In their study, which appears in Physical Review Letters, Bauer and colleagues created a quantum algorithm for the parton shower. To do this, they developed a simplified version of the Standard Model of particle physics that shares some of the full model’s features but is simple enough for present-day quantum computers to execute. They then used the IBM Q Johannesburg chip to calculate details of particle processes that can occur within this simplified model. This IBM chip has 20 superconducting quantum bits (qubits), and the LBNL scientists used cloud access to program it to run their quantum parton shower algorithm on 5 qubits, using 48 quantum gate operations. When they compared the real chip’s output to a prediction made by IBM’s quantum computer simulator, they found excellent agreement – indicating that the computer fully captured quantum effects in their particle model.

A quantum problem for a quantum machine

The idea that quantum effects are hard or impossible to model on non-quantum devices is an old one, dating back to lectures given by the physicist Richard Feynman in the early 1980s. Features of parton showers that are formulated in the language of quantum mechanics from the get-go certainly fall into this category, says Jesse Thaler, a physicist at the Massachusetts Institute of Technology who was not involved in the study. “While some aspects of particle scattering can be described in a classical language, nature is fundamentally quantum mechanical,” Thaler says. The current study, he suggests, could be a stepping-stone towards a future in which theorists use the outputs of both classical and quantum computers to piece together more complex models of what happens inside particle colliders.

The speed at which that future arrives, however, will depend on overcoming certain hardware challenges within quantum computing. “While I would be surprised if these challenges could be overcome before the end of the LHC era, it is plausible that these kinds of hybrid classical and quantum algorithms could be useful for interpreting data from a future collider,” Thaler predicts.

Two-way collaboration

Even though quantum computers are not yet advanced enough to outperform classical machines completely, Bauer thinks there are benefits in making them work together. While classical computational techniques produce excellent results in some areas of particle physics, he and his colleagues aim to concentrate on inherently quantum effects that classical machines could never properly handle. “We should only ask quantum computers to do the things that are hard to do on classical computers,” he says.

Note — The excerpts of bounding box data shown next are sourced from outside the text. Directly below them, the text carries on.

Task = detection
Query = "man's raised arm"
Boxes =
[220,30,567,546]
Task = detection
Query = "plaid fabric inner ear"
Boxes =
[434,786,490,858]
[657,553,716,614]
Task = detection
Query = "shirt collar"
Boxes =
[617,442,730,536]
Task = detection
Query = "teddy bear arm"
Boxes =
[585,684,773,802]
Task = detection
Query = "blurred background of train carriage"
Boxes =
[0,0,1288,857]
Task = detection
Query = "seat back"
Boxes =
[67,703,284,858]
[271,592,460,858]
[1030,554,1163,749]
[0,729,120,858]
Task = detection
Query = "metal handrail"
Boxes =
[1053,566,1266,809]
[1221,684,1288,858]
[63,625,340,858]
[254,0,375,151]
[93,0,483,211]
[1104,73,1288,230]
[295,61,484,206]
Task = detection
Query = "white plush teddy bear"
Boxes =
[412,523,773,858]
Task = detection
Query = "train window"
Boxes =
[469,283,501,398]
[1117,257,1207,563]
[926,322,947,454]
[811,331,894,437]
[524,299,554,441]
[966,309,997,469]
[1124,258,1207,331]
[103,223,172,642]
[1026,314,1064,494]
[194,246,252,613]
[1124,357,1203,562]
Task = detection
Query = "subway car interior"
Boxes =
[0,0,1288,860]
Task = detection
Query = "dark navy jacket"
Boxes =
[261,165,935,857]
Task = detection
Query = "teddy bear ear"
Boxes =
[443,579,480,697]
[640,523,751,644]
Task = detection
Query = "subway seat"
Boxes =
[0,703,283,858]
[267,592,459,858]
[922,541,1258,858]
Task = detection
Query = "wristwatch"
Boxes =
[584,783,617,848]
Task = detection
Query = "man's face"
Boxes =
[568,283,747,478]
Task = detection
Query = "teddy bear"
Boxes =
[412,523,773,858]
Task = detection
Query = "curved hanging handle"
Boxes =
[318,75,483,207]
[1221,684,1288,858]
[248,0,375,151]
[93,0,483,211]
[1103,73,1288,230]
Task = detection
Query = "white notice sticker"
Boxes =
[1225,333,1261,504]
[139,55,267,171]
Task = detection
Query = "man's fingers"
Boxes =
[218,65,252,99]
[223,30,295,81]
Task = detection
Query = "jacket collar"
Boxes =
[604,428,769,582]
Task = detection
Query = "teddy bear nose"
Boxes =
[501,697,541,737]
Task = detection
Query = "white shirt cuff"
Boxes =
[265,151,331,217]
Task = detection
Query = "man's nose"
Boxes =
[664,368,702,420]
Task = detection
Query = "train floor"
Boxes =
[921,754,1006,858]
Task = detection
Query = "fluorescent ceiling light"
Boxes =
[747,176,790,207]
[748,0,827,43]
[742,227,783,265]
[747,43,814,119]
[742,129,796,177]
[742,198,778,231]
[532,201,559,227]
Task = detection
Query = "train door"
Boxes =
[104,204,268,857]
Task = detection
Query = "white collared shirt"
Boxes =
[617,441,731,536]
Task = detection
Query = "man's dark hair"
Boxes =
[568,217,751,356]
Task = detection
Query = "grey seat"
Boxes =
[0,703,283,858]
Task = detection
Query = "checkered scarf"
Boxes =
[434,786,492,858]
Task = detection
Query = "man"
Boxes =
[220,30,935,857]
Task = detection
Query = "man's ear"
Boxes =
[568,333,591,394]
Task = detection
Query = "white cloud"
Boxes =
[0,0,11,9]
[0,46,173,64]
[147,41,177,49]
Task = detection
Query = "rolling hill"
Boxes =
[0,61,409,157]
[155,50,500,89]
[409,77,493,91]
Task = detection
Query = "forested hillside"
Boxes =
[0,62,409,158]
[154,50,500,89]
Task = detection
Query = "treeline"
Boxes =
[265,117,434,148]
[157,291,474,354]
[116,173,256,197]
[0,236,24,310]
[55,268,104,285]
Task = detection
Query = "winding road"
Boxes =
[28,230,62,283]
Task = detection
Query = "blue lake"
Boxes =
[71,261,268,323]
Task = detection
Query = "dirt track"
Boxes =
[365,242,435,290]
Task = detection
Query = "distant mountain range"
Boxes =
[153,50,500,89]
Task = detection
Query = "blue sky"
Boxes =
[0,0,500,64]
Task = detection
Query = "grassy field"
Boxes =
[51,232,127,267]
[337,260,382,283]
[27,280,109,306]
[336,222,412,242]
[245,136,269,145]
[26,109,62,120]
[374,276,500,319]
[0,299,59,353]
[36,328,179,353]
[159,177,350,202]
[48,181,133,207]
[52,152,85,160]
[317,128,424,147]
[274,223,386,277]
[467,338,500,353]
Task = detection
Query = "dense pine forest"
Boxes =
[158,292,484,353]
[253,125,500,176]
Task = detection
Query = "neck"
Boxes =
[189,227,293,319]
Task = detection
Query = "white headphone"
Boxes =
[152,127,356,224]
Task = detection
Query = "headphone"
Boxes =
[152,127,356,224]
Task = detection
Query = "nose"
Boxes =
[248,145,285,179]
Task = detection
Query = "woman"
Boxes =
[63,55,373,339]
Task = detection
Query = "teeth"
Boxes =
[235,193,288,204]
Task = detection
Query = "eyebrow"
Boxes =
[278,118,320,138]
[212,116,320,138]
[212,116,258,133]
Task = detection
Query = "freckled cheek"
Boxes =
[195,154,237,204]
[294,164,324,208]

Benjamin Nachman, a physicist at LBNL and lead author of the study, adds that collaboration between high-energy physicists and quantum information scientists is a two-way street. “There are techniques for how to do [high energy] physics that we could apply to improve error mitigation on quantum computers,” he says. He and his collaborators have begun exploring some of these techniques, aided by a US Department of Energy programme that provides funding for this type of interdisciplinary partnership.

In the meantime, the LBNL team is focusing on making their current “toy” version of Standard Model physics, and the accompanying quantum algorithm, more sophisticated. “If a better [quantum] computer comes tomorrow, we can run the model that we developed here with more precision,” Bauer says. “But in order to really go to the Standard Model, there’s more theoretical work needed as well – which is not unsurmountable at all, it just needs to be done.”